Een recente studie toont aan dat matige tot intensieve fysieke activiteit bij ouderen geassocieerd is met betere cognitieve functies en een vertraagde stijging van de alzheimer-biomarker p-tau 181.

Onderzoekers analyseerden gegevens van de Multidomain Alzheimer’s Preventive Trial (MAPT), een multicenterstudie met 1.679 zelfstandig wonende volwassenen van 70 jaar en ouder zonder dementie. Voor deze specifieke analyse selecteerden ze 558 deelnemers (33% van het totaal). Deze deelnemers voldeden aan criteria zoals zelfgerapporteerde geheugenklachten, lage loopsnelheid of beperkingen in dagelijkse activiteiten. Personen met gediagnosticeerde dementie, een Mini-Mental State Examination (MMSE) score lager dan 24, of die omega-3-supplementen gebruikten, konden niet deelnemen.
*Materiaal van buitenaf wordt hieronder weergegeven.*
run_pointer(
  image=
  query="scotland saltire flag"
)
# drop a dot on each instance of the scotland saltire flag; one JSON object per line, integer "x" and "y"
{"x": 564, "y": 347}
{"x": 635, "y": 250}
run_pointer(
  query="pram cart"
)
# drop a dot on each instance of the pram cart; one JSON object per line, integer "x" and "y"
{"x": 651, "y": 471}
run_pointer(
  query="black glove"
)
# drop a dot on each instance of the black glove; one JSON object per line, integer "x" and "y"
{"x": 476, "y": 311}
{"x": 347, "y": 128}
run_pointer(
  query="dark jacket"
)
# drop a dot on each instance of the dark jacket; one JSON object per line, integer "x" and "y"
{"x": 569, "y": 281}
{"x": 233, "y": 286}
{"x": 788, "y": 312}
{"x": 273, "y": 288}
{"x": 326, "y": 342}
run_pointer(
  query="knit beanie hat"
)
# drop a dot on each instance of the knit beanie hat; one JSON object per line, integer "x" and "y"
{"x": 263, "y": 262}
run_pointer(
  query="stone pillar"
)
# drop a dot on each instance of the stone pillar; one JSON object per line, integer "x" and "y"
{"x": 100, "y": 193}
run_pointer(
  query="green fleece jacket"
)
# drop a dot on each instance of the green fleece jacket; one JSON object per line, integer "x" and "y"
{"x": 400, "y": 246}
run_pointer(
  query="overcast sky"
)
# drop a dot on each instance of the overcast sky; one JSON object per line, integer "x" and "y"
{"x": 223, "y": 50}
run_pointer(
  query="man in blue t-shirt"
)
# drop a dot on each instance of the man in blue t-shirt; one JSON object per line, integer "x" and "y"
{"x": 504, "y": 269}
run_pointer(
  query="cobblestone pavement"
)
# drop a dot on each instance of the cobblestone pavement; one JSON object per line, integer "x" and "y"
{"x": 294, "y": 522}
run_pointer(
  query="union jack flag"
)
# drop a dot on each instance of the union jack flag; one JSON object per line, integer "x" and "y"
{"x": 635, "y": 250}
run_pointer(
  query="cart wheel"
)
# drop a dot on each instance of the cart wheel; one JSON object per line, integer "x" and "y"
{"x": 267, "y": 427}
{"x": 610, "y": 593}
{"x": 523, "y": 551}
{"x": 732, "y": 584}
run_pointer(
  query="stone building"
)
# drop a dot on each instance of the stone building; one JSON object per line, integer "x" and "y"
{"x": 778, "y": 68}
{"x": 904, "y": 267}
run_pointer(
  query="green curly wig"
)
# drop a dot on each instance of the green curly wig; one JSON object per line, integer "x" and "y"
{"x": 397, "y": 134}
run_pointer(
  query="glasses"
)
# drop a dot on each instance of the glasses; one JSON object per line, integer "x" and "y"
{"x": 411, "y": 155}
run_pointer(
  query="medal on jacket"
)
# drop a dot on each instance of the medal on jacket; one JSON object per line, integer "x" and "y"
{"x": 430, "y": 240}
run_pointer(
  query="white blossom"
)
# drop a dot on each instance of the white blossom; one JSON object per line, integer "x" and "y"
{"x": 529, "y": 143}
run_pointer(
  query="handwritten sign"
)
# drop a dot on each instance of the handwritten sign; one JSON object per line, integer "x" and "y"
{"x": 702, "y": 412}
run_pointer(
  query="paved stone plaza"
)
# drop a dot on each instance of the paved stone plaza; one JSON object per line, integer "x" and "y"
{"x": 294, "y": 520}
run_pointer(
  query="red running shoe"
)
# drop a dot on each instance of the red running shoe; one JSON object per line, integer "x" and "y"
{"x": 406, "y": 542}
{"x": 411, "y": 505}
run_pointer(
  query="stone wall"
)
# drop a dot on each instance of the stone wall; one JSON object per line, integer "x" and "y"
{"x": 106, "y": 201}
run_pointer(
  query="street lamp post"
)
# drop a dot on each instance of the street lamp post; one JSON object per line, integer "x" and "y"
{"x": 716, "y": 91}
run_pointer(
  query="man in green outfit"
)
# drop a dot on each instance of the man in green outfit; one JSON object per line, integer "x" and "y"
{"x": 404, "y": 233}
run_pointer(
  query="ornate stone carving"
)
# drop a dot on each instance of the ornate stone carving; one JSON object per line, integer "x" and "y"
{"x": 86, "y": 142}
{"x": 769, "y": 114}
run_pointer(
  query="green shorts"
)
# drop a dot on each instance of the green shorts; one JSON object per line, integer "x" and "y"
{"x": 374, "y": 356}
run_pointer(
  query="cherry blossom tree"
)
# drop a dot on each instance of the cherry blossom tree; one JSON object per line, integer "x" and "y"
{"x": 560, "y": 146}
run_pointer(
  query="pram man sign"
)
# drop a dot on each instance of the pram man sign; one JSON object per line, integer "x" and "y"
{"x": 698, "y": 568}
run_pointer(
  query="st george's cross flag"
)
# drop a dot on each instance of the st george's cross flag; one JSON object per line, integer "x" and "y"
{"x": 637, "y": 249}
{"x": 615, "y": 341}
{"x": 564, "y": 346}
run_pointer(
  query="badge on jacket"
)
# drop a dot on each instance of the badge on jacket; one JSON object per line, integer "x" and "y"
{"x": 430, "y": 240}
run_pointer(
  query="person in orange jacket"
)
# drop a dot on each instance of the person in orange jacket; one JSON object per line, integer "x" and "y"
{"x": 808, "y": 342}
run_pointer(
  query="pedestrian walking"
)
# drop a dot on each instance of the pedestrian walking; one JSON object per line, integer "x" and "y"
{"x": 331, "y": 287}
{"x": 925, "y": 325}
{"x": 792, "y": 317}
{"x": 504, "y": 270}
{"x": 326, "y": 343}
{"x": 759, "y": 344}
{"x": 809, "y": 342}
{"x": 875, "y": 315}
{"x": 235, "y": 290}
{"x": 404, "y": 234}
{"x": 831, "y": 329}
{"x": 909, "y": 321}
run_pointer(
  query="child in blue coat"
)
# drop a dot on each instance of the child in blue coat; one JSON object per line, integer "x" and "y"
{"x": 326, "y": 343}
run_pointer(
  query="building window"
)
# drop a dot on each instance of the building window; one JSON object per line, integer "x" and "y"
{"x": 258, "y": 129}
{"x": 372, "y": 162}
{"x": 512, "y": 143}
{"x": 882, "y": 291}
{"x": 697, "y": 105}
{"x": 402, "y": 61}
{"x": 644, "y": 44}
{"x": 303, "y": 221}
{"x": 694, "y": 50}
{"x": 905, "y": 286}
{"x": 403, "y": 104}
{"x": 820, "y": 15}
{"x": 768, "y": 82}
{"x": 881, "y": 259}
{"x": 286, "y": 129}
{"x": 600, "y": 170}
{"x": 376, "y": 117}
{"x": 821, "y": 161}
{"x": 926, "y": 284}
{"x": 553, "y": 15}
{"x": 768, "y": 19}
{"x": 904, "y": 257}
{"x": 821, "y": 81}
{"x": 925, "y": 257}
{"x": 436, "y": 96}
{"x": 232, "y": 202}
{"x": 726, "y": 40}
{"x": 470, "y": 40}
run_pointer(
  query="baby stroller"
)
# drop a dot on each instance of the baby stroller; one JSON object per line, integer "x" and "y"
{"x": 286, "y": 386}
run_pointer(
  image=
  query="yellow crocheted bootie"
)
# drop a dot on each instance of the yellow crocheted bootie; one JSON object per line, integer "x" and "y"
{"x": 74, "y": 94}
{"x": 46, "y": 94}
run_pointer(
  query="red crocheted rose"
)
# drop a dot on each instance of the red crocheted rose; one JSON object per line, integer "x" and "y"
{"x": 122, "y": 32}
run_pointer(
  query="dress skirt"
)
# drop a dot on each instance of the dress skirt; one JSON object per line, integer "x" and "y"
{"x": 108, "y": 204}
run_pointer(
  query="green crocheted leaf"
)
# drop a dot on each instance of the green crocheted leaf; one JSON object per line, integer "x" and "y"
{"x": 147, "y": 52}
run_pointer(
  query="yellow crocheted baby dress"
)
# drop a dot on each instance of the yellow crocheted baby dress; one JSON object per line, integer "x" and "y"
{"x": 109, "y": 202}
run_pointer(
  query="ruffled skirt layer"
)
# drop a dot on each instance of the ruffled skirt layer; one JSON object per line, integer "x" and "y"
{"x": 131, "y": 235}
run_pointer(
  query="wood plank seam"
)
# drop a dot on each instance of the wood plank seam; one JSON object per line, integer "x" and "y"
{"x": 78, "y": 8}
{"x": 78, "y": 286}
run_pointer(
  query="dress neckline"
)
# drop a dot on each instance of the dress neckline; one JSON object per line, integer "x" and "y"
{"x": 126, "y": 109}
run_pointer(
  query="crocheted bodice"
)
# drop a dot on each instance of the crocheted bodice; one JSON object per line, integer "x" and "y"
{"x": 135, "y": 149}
De onderzoekers maten de bloedconcentraties van het gefosforyleerde tau-eiwit p-tau181 bij aanvang en opnieuw na drie jaar. Ze brachten het niveau van fysieke activiteit in kaart met behulp van de Minnesota Leisure Time Activities-vragenlijst, die de frequentie en duur van huishoudelijke en vrijetijdsactiviteiten over een periode van twee weken beoordeelt. Daarnaast testten zij de cognitieve functies bij aanvang, na zes maanden en vervolgens elk jaar gedurende drie jaar met vier gevalideerde cognitieve meetinstrumenten.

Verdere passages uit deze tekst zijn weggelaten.